Thursday 16 May 2013

Flintoff "Thinking is so over' (looking at Keen (and mostly agreeing)) and some stuff on MARXISM


“The Internet - Thinking is so over” – Flintoff 23/7/07  and Marxism Notes

-       summarises Keen – but isn’t in total agreement. Talks about the ‘infinite monkeys with typewriters’ argument – eventually they will create a masterpiece – but Keen firmly believes that now the internet has for all intents and purposes created the infinite monkey scenario, he says “Today’s technology hooks all those monkeys up with all those typewriters” and those “millions of exuberant monkeys are creating an endless digital forest of mediocrity: uninformed political commentary, unseemly home videos, embarrassingly amateurish music, unreadable poems, essays and novels.” (here quoting Flintoff) – echoing Keen’s argument ‘cult of the amateur’
-       “...the supposed “democratisation” of the web has been a sham. “Despite its lofty idealisation it’s undermining truth, souring civic discourse, and belittling expertise, experience and talent,” he says.” (Flintoff)
-       Flintoff points out that Wikipedia was (at the time of writing) the 17th most trafficked site on the net and that Britannia (Encyclopaedia) was 5128th. This has resulted in jobs losses at Britannia which he says is a problem because “we’ll be obliged to rely on the unreliable patchwork of information parcelled out on Wikipedia by people who often don’t even reveal their identity”
-       Do you agree with what Keen says – bearing in mind this is 2008 – he genuinely believed that Web 2.0 was already well on its way to killing the music industry and that is would not be long before the TV and Film studios would also face their own demise...so we’re here now 5 years later – Has web 2.0 killed the music industry?
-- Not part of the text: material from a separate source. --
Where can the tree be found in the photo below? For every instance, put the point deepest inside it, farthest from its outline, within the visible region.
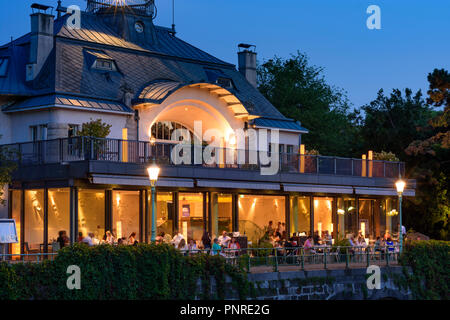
(95, 128)
(390, 122)
(299, 91)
The film industry? Really they’ve just had to adapt (and you will be showing how in your exam answers, by and large)

MARXISM - very simplified

-       Flintoff and Keen belong to a group of academics/media professionals who fought hard to retain the elitism of their status and professionalism – they see the ‘democratisation’ offered by the web 2.0 developments as a serious threat to the status quo and in this sense this is where arguments stemming from Marxist models come in – Marx (and I’m over simplifying here) talked about how the elite controlled the ‘means of production’ and thus was able to control 'hearts and minds'. Althusser outlined how there are ideological state apparatuses such as schools, political parties, family, culture etc that the establishment (elite) uses to maintain control; this is done through repeated ideological messages embedded in texts (and in the case of schools taught as the way to think, behave etc) which become naturalised – we (allegedly) don’t even realise how we are encapsulated into the system (Foucault calls this being ‘intepellated[1]’ into our ‘place’ in the system). The idea of how we are conditioned to believe in a ‘universal truth’ is hard to see until you escape your culture as anyone who has been to the Orient, Russia or other ‘far flung' shores can attest; only when you find yourself wondering why the Russian Air Hostess is so 'rude' do you begin to realise it’s a cultural thing – they are being their version of polite, such as it is. This is where you can see the edges of your naturalised ideological conditioning: who says what is right/rude etc??...scary stuff peeps - we are conditioned into thinking ideas, behaviours and other such things are 'normal' and 'correct' - what hs been called 'universal truth' - when really they are only just the way 'we' do it/think - so not universal at all!
-       There’s a lot more to this argument but for your exam, all you need to worry about is that it is easy to argue that the established, ‘old’ media felt threatened by the developments of Web 2.0 because they no longer would have complete control over what people read/consumed and when; Keen's problem is that really those pesky monkeys were thinking for themselves!